Rattling Cages: Part 8

Sorry about the lateness of this one… I’ve been pretty bad on the consistency front lately. For better or for worse though, I found that my posts have also been growing longer. I may have to think about how I’m doing this and try for more consistency there. The current installment verges on a size more typical of Tales of MU.

We talked for a couple more hours. I explained the whole thing with the Executioner and we talked about what I’d been doing with the League during the fall. There wasn’t much of a reason to hold back.

“We’re being watched?” Rachel turned toward the window above my desk glanced toward the window over my bed.

The night looked normal.

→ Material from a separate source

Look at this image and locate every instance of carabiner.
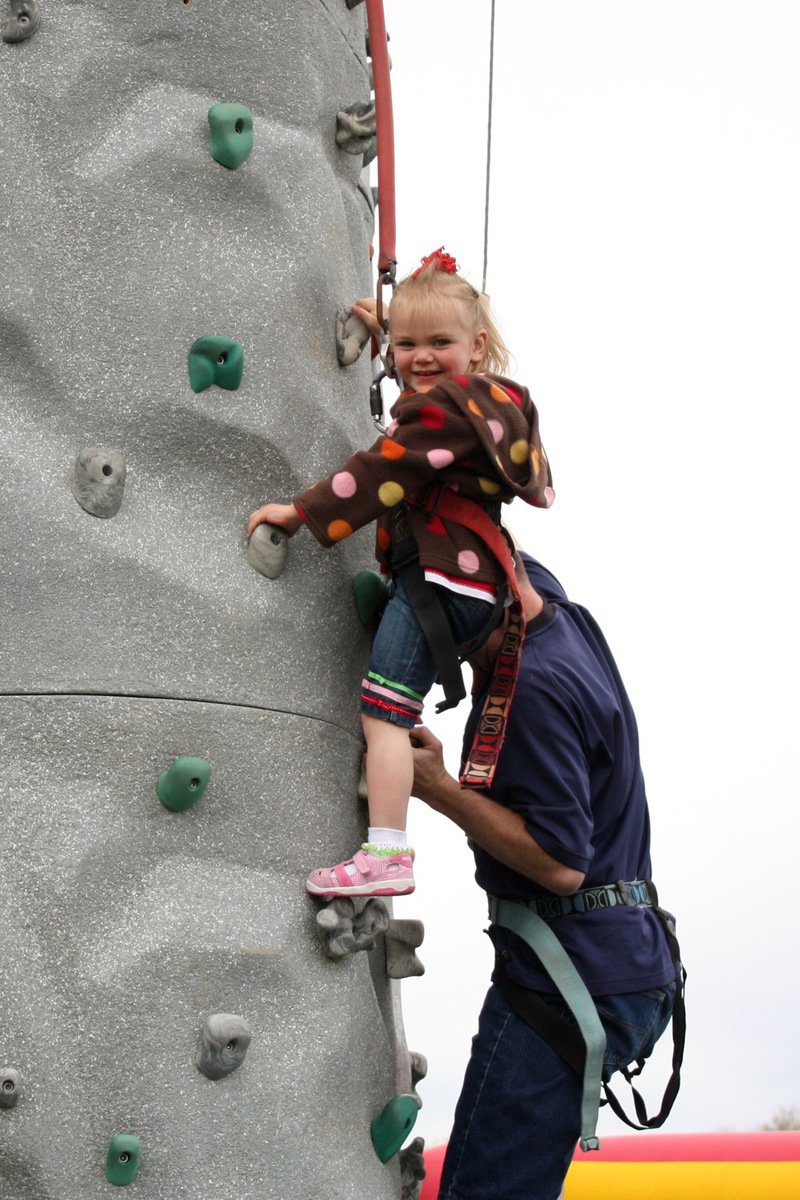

Both cars parked in the street belonged to neighbors and I couldn’t see anyone sitting inside them.

“Kind of. I’ve never seen them watching, but Isaac told me we were. Maybe they’ve bugged the house or maybe they’ve put up small cameras all around the block.”

She stood up and looked out the window a little more. “Hmn. Big Brother is your friend.”

After she left, I sat on the bed. I read a little, but found myself drifting off into thought. It had been a long time since we’d talked. She’d been in Ann Arbor all summer except for Grandpa’s funeral and she hadn’t come home for Thanksgiving.

Strange that she had had powers the whole time and I hadn’t known. It made me wonder what other secrets were hanging around in my family tree.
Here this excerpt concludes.